La disparition d’Alpha Oumar Barry, connu sous le sobriquet d’AOB, enseignant à la retraite de l’Université Julius Nyerere de Kankan (UJNK), des suites d’une courte maladie, continue de susciter débats et indignation au sein de l’opinion publique.
Celui qui a servi pendant près de 40 ans l’administration guinéenne, notamment l’UJNK, a été inhumé dans son village natal de Fougoumba, dans la préfecture de Dalaba. Mais les conditions ayant entouré l’organisation de ses funérailles font aujourd’hui l’objet d’une vive controverse entre l’administration universitaire et la famille du défunt.
Face à la polémique, un responsable de l’administration universitaire, bien qu’il ne se dise pas officiellement mandaté pour communiquer au nom de l’institution, affirme que l’université a pleinement joué son rôle.
« L’université de Kankan a toujours assisté les familles de nos illustres disparus. Nous avons toujours organisé des symposiums en leur mémoire. Le cas d’Alpha Oumar Barry n’a pas fait défaut. »
Selon lui, l’établissement a remis une somme de 15 millions de francs guinéens à la famille pour contribuer aux frais funéraires.
« Les 15 millions ont été remis à la famille. Nous avons assisté à la levée du corps. Nous étions auprès de la famille. »
Il soutient que l’université s’est limitée à apporter son appui financier et à accompagner le processus funéraire, dans le respect de la volonté familiale.
L’un des points centraux de la discorde concerne le véhicule ayant servi au transport du corps vers Fougoumba.
Le responsable affirme que ce choix aurait été fait par la famille elle-même.
« Le véhicule qui a été utilisé, c’est la famille qui est venue rencontrer l’université. Ce sont eux-mêmes qui ont dit que c’est ce véhicule qui peut être adapté à la route de Fougoumba. »
Il ajoute avoir été surpris par le choix :
« On m’a parlé d’un véhicule “Verso”. Je me suis demandé pourquoi Verso. On m’a expliqué que c’est ce véhicule qui est adapté à la route. Moi, je ne connais pas le village. Si les parents disent que c’est ce véhicule-là qui est adapté à leur terrain, nous n’avons pas discuté le moyen de déplacement ni imposé quoi que ce soit. »
Toujours selon cette source, six personnes issues de l’université auraient accompagné le corps :
Deux représentants mandatés par le syndicat ;
Un représentant du département du défunt ;
Des collègues et amis, dont Elhadj Fall, ancien chef du département de géographie aujourd’hui à la retraite ;
Le professeur Mamoudou Djoubaté, sociologue à la retraite ;
Le docteur Lonceny Chérif, acteur de la société civile et chargé de cours vacataire.

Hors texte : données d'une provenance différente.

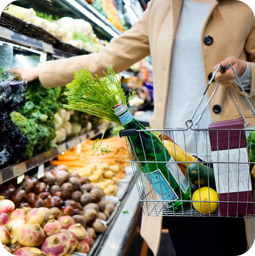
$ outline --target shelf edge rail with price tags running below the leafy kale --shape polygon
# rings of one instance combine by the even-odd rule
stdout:
[[[100,135],[104,131],[106,125],[107,123],[101,124],[96,129],[83,133],[82,135],[79,135],[71,140],[59,144],[57,148],[51,148],[51,150],[38,154],[37,156],[33,156],[32,158],[24,162],[0,170],[0,184],[9,181],[12,178],[16,178],[24,174],[25,172],[44,164],[45,162],[48,162],[49,160],[55,158],[57,155],[61,154],[62,152],[77,146],[84,140],[91,139],[93,137],[96,137],[97,135]],[[110,129],[114,126],[115,123],[110,123],[107,129]]]

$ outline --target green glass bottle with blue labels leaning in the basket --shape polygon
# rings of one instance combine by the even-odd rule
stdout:
[[[129,113],[127,106],[121,102],[113,107],[113,111],[119,117],[124,129],[145,129]],[[175,211],[182,210],[182,205],[183,208],[191,205],[190,202],[180,202],[180,200],[191,200],[191,188],[188,186],[188,180],[177,164],[174,163],[174,159],[164,148],[159,137],[153,132],[137,132],[137,135],[128,136],[128,140],[134,160],[148,162],[139,163],[139,165],[150,186],[156,191],[161,200],[174,201],[165,203],[166,207],[170,210],[174,208]],[[155,163],[155,161],[168,163]],[[181,185],[179,186],[179,184]]]

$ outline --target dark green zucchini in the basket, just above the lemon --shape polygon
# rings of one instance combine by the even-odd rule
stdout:
[[[191,164],[186,170],[186,178],[193,184],[200,184],[200,187],[208,187],[208,176],[209,187],[216,190],[214,171],[212,168],[204,164]]]

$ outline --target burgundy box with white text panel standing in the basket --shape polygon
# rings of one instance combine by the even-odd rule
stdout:
[[[208,128],[209,129],[244,129],[244,124],[243,124],[243,119],[234,119],[234,120],[212,123],[209,125]],[[229,137],[229,142],[228,142],[228,137]],[[247,144],[246,144],[244,131],[241,131],[241,133],[240,131],[229,131],[229,132],[228,131],[209,131],[209,138],[211,143],[212,154],[213,154],[213,151],[218,150],[217,157],[219,157],[219,162],[220,161],[228,162],[221,159],[221,156],[224,153],[225,153],[225,156],[227,155],[227,158],[229,157],[229,155],[231,155],[231,154],[228,154],[229,152],[228,148],[229,150],[236,149],[236,148],[239,149],[239,146],[240,146],[240,148],[243,151],[246,150]],[[219,154],[218,152],[220,152],[221,154]],[[238,162],[238,160],[230,161],[230,162]],[[242,162],[242,161],[239,161],[239,162]],[[248,159],[245,160],[244,162],[248,162]],[[213,164],[213,165],[214,165],[214,170],[217,170],[217,164]],[[228,165],[226,164],[226,166]],[[238,164],[232,164],[232,166],[234,166],[233,170],[237,172],[237,177],[238,177]],[[247,165],[243,165],[243,166],[247,166]],[[240,174],[240,168],[239,168],[239,174]],[[242,175],[242,177],[240,177],[239,175],[239,181],[240,181],[240,178],[243,178],[243,177],[244,175]],[[245,174],[245,179],[246,180],[248,179],[247,174]],[[250,175],[249,175],[249,179],[250,179]],[[215,181],[216,181],[216,177],[215,177]],[[237,178],[237,181],[238,181],[238,178]],[[234,182],[238,183],[237,181],[234,181]],[[216,184],[216,186],[218,185]],[[228,189],[229,189],[229,184],[228,184]],[[242,203],[242,202],[253,202],[252,191],[247,191],[247,190],[242,192],[240,191],[233,192],[233,193],[219,193],[218,194],[219,201],[239,202],[239,203],[219,203],[220,216],[245,215],[246,213],[253,214],[254,204]]]

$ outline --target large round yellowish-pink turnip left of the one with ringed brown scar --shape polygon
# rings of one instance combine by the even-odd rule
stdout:
[[[38,246],[43,243],[45,234],[39,224],[25,224],[18,230],[18,241],[23,246]]]

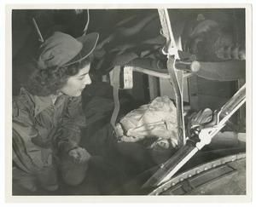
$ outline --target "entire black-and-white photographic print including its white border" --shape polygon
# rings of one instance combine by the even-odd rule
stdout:
[[[9,198],[251,195],[250,9],[9,5]]]

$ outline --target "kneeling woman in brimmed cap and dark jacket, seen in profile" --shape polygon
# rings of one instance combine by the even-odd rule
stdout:
[[[32,74],[13,100],[14,191],[55,191],[59,173],[71,186],[84,180],[90,153],[79,147],[85,125],[80,95],[91,83],[97,40],[97,33],[75,39],[55,32],[41,45]]]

« Au-delà de la mobilisation financière, six personnes ont accompagné le corps », insiste-t-il.
Contactée par téléphone, Djenab Barry, fille aînée du défunt, conteste fermement cette version, notamment sur la question du véhicule.
« C’est faux, ils mentent. Lorsque mon père est décédé, on a seulement dit que nous souhaitions qu’il soit enterré à Dalaba. C’est tout ce qu’on a dit. »
Elle estime que l’université aurait dû assumer pleinement la responsabilité logistique, compte tenu des longues années de service de son père.
« Même si la famille avait souhaité cela, il a servi combien d’années à l’université ? Ils devraient dire non, pour que le corps soit transporté comme il faut. »
Alors que l’administration affirme avoir agi dans le respect de la volonté familiale et apporté un soutien financier conséquent, la famille remet en cause la version officielle concernant l’organisation logistique des obsèques.
Cette divergence alimente désormais le débat au sein de l’opinion publique et pose la question de la communication institutionnelle ainsi que du respect dû aux enseignants ayant servi de longues années.
Pour l’heure, aucune déclaration officielle signée par l’autorité universitaire n’a été rendue publique afin de clarifier définitivement cette affaire.